[foreign] RFR 8220544: Jextract; library dependent header filtering
Maurizio Cimadamore
maurizio.cimadamore at oracle.com
Tue Mar 19 21:06:29 UTC 2019
Cool! This is very nice milestone for jextract :-)
When you have time (and if you can) it would be nice to get some stats
on extracting a library (e.g. Python) on Windows before/after, to get a
sense of what degree of improvement in terms of static footprint we can
get. I tested on Linux and I can get smaller jars (up to 2x) but I sense
that the improvement is much more dramatic on Windows-land.
Maurizio
On 19/03/2019 19:58, Jorn Vernee wrote:
> Thanks for the reviews. I've updated the comment and pushed.
>
> Jorn
>
> Sundararajan Athijegannathan schreef op 2019-03-19 18:07:
>> Tests passed. Please go ahead with push.
>>
>> -Sundar
>>
>> On 19/03/19, 7:46 PM, Sundararajan Athijegannathan wrote:
>>> * 47 * A merge between {@link DependencyFinder} and {@link
>>> ElementFilter}
>>>
>>> in DependencyFilter. Could be removed?
>>>
>>> No comments other than that. +1
>>>
>>> I'm going to submit an internal mach5 build/request for this patch.

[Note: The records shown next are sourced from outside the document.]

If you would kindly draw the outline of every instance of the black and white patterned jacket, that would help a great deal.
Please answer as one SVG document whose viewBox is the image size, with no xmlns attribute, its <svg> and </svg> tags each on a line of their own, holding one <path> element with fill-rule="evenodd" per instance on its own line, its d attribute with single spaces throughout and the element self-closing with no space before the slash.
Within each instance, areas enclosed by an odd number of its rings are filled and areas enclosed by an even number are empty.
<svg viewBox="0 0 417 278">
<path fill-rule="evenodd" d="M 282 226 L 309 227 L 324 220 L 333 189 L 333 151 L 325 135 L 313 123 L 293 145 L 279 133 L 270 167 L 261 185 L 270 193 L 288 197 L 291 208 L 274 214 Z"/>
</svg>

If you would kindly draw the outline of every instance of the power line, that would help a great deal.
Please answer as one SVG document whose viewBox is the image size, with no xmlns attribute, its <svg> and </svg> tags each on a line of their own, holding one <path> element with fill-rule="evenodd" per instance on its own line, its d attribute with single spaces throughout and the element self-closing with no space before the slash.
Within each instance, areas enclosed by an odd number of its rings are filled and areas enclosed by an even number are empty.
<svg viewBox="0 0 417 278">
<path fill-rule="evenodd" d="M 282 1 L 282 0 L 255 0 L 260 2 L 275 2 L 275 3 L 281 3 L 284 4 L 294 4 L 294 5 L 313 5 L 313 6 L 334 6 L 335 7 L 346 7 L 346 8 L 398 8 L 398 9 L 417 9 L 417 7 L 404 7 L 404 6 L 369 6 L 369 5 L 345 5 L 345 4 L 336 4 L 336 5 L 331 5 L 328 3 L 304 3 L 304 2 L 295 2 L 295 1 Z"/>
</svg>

>>> I'll notify you as soon as it is all green.
>>>
>>> -Sundar
>>>
>>> On 19/03/19, 7:34 PM, Maurizio Cimadamore wrote:
>>>> This looks good to me, I have no further comments.
>>>>
>>>> Great work!
>>>>
>>>> (I'll leave it to Sundar for further comments/suggestions)
>>>>
>>>> Maurizio
>>>>
>>>> On 19/03/2019 13:50, Jorn Vernee wrote:
>>>>> Suggestions sound good.
>>>>>
>>>>> Here's the updated webrev:
>>>>> http://cr.openjdk.java.net/~jvernee/panama/webrevs/8220544/webrev.07/
>>>>>
>>>>> * Split library based filtering code off from SymbolFilter into
>>>>> LibraryLookupFilter.
>>>>> * Merged DependencyFinder & ElementFilter into DependencyFilter
>>>>> (as nested classes).
>>>>> * Also added 2 more test cases to check that symbols being
>>>>> filtered out don't have their dependencies added.
>>>>>
>>>>> Jorn
>>>>>
>>>>> Maurizio Cimadamore schreef op 2019-03-19 13:40:
>>>>>> Looks good, I did some tests and it seems to behave according to the
>>>>>> expectations - some comments below:
>>>>>>
>>>>>> On 18/03/2019 10:58, Jorn Vernee wrote:
>>>>>>> Hi,
>>>>>>>
>>>>>>> I have implemented this:
>>>>>>> http://cr.openjdk.java.net/~jvernee/panama/webrevs/8220544/webrev.06/
>>>>>>>
>>>>>>>
>>>>>>> This adds 2 options --include-headers and --exclude-headers that
>>>>>>> take regular expression patterns as an argument. The patterns
>>>>>>> are matched against a cursor's full header file path to
>>>>>>> determine if it appears in the header root set.
>>>>>>>
>>>>>>> For example, I can use the following to include headers in the
>>>>>>> Python include director;
>>>>>>>
>>>>>>> --include-headers "J:\\Python27\\include\\.*"
>>>>>>>
>>>>>>> ---
>>>>>>>
>>>>>>> To recap, we now:
>>>>>>> 1.) Filter functions, vars, and macros by whether they appear
>>>>>>> in a root header.
>>>>>>> 2.) Filter functions, vars, and macros by the
>>>>>>> --includes/exclude-symbols patterns.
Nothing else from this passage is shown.